Of course, the US has been here before. During the Vietnam invasion, US troops carried out numerous massacres of civilians, the most infamous being the slaughter of hundreds of women and children at My Lai (covered-up by a young Colin Powell).

And the exact same process of white-wash, disinformation and obfuscation is taking place right now, right in front of our eyes:

The US military has also told the BBC that it is investigating new claims that 11 civilians may have been deliberately killed by US troops in the town of Ishaqi in March.

Video footage obtained by the BBC appears to challenge the US account of the events in Ishaqi, about 100km (60 miles) north of Baghdad.

The US said at the time that four people died during a raid, but Iraqi police said 11 were shot by US troops.

The US authorities said they were involved in a firefight after a tip-off that an al-Qaeda supporter was visiting the house.

According to the Americans, the building collapsed under heavy fire killing four people – a suspect, two women and a child.

But a report filed by Iraqi police accused US troops of rounding up and deliberately shooting 11 people in the house, including five children and four women, before blowing up the building.

The video material obtained by the BBC shows a number of dead adults and children at the site with what our world affairs editor John Simpson says were clearly gunshot wounds.
(Source: BBC News)

The US military reacts to massacres only when it has to, only when it is exposed to the Western mass media. Naturally, as an occupying force, they care about Iraqi opinion about as much as the Nazis cared what the French thought about their occupation.

Look at the quote above, the US is waving all the classic flags here: insurgents, terrorists, al-Qaeda, unfortunate collapse of a building. But the truth is civilians, including five children, were rounded up and murdered in cold blood.
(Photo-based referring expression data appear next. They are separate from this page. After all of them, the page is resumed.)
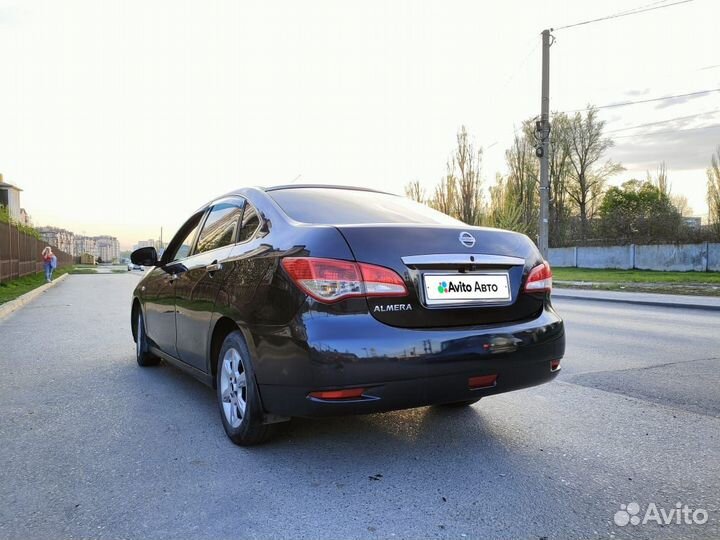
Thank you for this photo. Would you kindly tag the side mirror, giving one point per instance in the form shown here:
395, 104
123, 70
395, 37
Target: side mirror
144, 256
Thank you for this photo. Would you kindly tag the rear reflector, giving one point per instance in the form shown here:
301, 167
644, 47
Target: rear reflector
331, 280
352, 393
539, 279
483, 381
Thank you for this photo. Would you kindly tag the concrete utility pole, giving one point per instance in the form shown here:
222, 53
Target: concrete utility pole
543, 148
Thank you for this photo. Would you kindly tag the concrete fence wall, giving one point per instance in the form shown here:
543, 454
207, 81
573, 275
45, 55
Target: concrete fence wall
21, 254
703, 257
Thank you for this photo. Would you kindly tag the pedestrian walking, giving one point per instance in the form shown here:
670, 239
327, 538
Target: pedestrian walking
50, 262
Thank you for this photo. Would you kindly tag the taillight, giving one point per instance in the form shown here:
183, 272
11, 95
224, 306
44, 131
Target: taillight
539, 279
331, 280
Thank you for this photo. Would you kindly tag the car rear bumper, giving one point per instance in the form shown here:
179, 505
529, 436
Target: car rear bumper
398, 368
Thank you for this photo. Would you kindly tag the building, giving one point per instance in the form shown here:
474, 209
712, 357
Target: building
25, 218
84, 245
10, 199
107, 248
60, 238
145, 243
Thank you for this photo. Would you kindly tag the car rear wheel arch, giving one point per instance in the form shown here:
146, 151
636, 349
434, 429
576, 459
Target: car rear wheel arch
134, 313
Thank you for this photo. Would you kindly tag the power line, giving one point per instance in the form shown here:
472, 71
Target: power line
664, 121
622, 14
626, 103
653, 133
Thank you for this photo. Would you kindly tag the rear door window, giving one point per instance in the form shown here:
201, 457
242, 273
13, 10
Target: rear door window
250, 223
329, 206
220, 226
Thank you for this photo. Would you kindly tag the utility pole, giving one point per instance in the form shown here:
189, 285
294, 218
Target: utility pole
543, 148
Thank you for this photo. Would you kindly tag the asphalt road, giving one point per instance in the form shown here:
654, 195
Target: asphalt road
91, 445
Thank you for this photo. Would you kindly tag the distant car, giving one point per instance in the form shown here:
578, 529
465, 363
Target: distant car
318, 301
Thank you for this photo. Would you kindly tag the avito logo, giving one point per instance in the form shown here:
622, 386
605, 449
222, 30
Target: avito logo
446, 287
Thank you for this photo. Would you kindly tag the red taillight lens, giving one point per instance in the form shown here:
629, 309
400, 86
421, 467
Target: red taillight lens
482, 381
330, 280
539, 279
351, 393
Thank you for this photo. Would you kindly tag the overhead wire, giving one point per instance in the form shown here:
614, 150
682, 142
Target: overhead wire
620, 14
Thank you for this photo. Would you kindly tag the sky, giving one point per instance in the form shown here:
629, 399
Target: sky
123, 116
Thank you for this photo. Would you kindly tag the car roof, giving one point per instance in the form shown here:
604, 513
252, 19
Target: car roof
245, 191
323, 186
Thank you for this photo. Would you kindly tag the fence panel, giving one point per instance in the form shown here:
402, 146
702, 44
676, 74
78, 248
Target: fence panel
678, 257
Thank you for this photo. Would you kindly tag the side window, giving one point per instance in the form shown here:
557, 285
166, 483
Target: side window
220, 226
184, 246
250, 223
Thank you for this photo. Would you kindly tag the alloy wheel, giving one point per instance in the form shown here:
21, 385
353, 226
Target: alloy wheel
233, 387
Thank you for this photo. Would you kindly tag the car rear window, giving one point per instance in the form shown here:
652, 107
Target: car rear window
328, 206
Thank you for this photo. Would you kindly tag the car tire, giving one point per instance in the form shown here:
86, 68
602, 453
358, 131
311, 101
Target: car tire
464, 403
238, 395
142, 355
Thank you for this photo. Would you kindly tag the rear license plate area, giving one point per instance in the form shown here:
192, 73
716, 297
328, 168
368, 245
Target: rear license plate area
466, 288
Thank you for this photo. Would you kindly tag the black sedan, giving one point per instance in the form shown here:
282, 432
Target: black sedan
320, 300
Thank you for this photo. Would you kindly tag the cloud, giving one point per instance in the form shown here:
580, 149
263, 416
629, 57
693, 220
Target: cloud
678, 101
638, 93
689, 149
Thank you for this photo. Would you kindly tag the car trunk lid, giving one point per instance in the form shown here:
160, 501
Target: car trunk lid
460, 260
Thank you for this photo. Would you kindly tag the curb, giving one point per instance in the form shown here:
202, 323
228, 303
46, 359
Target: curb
8, 307
641, 302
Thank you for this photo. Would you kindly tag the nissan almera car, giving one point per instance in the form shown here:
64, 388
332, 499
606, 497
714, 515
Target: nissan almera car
319, 300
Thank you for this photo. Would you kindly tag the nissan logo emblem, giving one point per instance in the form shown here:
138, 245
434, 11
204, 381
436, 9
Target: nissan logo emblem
467, 239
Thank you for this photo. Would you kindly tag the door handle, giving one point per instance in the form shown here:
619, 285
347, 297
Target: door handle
214, 267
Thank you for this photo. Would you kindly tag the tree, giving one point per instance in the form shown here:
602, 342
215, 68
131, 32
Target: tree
638, 212
503, 212
445, 197
588, 177
415, 191
466, 168
713, 195
522, 180
560, 208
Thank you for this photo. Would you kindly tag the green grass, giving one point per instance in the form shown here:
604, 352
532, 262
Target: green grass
634, 276
10, 290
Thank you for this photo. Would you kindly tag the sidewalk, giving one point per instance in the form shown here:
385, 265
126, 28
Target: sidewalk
647, 299
13, 305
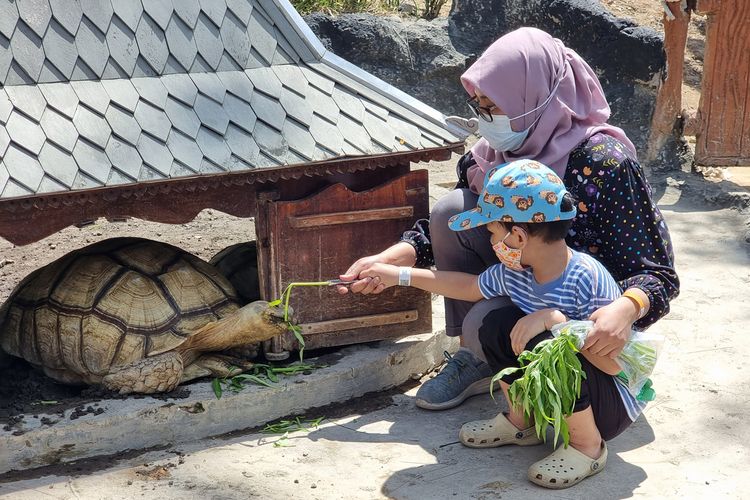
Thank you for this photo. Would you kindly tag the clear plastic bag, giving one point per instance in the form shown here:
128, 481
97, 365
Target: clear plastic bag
637, 359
At every turn, the US murders civilians and then weaves threadbare alibis:

On Friday, the brother of a pregnant woman shot dead at a US checkpoint in Iraq told the AFP news agency that he would file a complaint against US forces.

The pregnant Iraqi woman, who was in labour, and her mother, were shot dead by US forces as they rushed to hospital along a closed road, police and relatives say.

US forces said their car “entered a clearly marked prohibited area near coalition troops” in Samarra and failed to heed warnings to stop.

The driver, who was injured, said he had not seen or heard any warnings.
(Source: BBC News)

Under any other circumstances, an incident like the above would cause a storm of international protest. But since it was US soldiers killing a pregnant Iraqi, you won’t hear about it. If you do, it’ll be via the web, TV news won’t touch stories like this. How important is another dead Iraqi compared to kicking a football around?

And so, every day, we are lied to and manipulated and our mass media becomes progressively more distorted and contorted, bending itself into absurd shapes to serve the agenda of the biggest empire on Earth.

So every day, the US carries out more atrocities like those listed above.